1902 Encyclopedia > Croatia and Slavonia

Croatia and Slavonia

CROATIA AND SLAVONIA, a crown-land of the Hungarian kingdom, which extends from 14° 25' to 20° 25' E. long., and is bounded on the N.W. by Carniola and Styria, N. by Hungary, S. by Servia, Bosnia, and Dalmatia, and W. by Dalmatia and the Adriatic, on which it has a coast-line of about 88 miles. Inclusive of the districts belong ing to the Military Frontier, it has a total area of about 16,785 English square miles; and according to the census of 1869 its total population amounted to 1,864,021, of whom 695,997 are assigned to the military portion.

Mountains.—The whole country may be divided into two great natural sections, of which the more important belongs to the basin of the Danube, and is mainly defined by that river and its two extensive tributaries, the Drave and the Save, while the other consists of the highlands of the Adriatic coast.
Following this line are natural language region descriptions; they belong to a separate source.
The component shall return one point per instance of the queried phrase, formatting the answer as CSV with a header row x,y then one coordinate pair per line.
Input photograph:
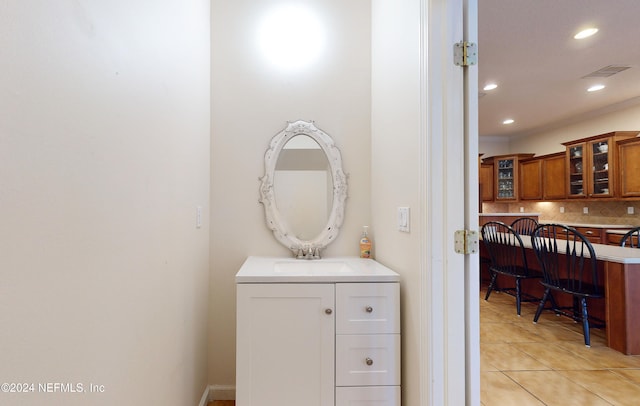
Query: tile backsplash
x,y
599,212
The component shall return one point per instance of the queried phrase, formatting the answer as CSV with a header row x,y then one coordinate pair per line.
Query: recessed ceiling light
x,y
585,33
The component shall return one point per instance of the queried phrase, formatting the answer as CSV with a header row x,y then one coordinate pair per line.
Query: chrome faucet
x,y
308,252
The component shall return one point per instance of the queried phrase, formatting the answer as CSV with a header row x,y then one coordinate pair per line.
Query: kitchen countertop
x,y
611,253
508,214
592,225
327,270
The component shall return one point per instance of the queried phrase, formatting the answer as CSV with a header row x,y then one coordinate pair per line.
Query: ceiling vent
x,y
607,71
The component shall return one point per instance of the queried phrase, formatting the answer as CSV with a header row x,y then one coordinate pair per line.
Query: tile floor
x,y
547,363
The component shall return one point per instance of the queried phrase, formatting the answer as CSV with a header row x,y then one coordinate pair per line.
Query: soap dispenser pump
x,y
365,243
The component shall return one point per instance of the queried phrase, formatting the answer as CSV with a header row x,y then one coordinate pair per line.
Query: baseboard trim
x,y
217,392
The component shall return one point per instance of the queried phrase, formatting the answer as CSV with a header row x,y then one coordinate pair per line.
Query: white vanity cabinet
x,y
318,338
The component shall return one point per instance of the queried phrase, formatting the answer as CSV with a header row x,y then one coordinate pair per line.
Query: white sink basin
x,y
311,267
289,270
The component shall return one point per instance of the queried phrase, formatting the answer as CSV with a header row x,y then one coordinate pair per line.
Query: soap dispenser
x,y
365,243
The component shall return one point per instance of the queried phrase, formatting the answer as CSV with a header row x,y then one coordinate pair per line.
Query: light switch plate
x,y
403,219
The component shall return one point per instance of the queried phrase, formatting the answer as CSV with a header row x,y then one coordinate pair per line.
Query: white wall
x,y
104,156
396,165
251,102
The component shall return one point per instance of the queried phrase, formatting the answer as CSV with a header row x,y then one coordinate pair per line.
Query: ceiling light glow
x,y
585,33
291,37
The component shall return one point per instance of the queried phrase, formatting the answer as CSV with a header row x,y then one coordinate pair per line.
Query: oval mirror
x,y
303,189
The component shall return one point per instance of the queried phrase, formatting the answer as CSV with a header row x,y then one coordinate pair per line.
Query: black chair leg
x,y
494,276
518,296
585,322
543,301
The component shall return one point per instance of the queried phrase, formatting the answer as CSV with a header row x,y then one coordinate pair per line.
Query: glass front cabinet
x,y
591,165
506,176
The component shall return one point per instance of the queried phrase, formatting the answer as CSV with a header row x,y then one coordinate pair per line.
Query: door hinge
x,y
465,53
466,242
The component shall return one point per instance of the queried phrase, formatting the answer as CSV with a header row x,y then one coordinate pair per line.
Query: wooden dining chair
x,y
508,257
569,266
524,225
631,239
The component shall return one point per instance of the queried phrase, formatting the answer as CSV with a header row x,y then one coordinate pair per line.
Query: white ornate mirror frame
x,y
309,249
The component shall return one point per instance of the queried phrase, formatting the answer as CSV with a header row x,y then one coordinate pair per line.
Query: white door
x,y
450,203
285,345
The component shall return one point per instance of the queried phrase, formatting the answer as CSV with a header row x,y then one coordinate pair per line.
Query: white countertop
x,y
611,253
508,214
327,270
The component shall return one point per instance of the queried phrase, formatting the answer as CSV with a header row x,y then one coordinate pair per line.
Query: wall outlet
x,y
199,217
403,219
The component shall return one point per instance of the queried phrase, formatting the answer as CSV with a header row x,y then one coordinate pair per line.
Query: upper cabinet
x,y
542,178
486,180
553,169
628,165
505,169
530,181
591,165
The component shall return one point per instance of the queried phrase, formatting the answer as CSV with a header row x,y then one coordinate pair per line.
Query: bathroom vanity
x,y
317,332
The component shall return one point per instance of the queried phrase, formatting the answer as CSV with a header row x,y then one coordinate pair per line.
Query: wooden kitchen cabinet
x,y
486,180
628,164
506,178
542,178
530,181
591,165
553,170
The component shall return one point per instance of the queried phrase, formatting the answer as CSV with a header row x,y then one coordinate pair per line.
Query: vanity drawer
x,y
368,395
368,360
367,308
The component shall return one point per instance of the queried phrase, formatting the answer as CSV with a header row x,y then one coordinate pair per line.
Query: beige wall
x,y
251,102
104,156
550,141
396,165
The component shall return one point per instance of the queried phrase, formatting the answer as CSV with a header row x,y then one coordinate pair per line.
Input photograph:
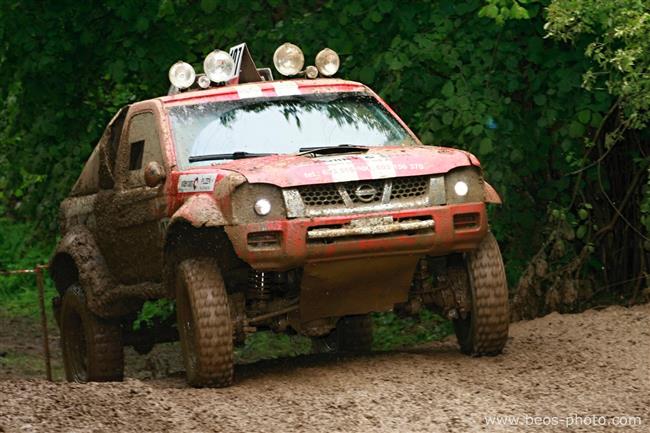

The mountains are partly outrunners of the Alpine system, and partly prolongations of the Karst ; but the line of demarcation has not as yet been clearly defined. The former, known chiefly as the Warasdin Mountains, stretch eastward with gradually diminishing elevation through more than half the length of the country to the neighbourhood of Diakovar, and attain their greatest height of 3483 feet in Mount Ivancica. The latter consist of three more or less distinct chains running north-west and south-east:—the Velebit or Velebitch, with a mean height of 3318 feet, which gives its steep and barren character to the southern part of the coast; the Kapela, with a mean height of 2488 feet, lying further inland, and connecting itself with the mountains of Carniola; and the Plisevica, with a mean height of 3214 feet, which forms the boundary between Bosnia and Croatia. The mean height of the whole of the plateau to which these ranges belong is esti. mated at 2074 feet. Many parts of the mountain regions are richly wooded with pine, beech, and chestnut, and many of the smaller valleys and glens are abundantly fertile. The richest part of Croatia, indeed, is not the valley of the Drave or the Save, but the hilly district between the Kostel, the Ivancica, and the Agram Mountains, called by the natives Zagorye, or the Land behind the Hills. A small group known as the Vrdnik Mountains rises in the east of Slavonia.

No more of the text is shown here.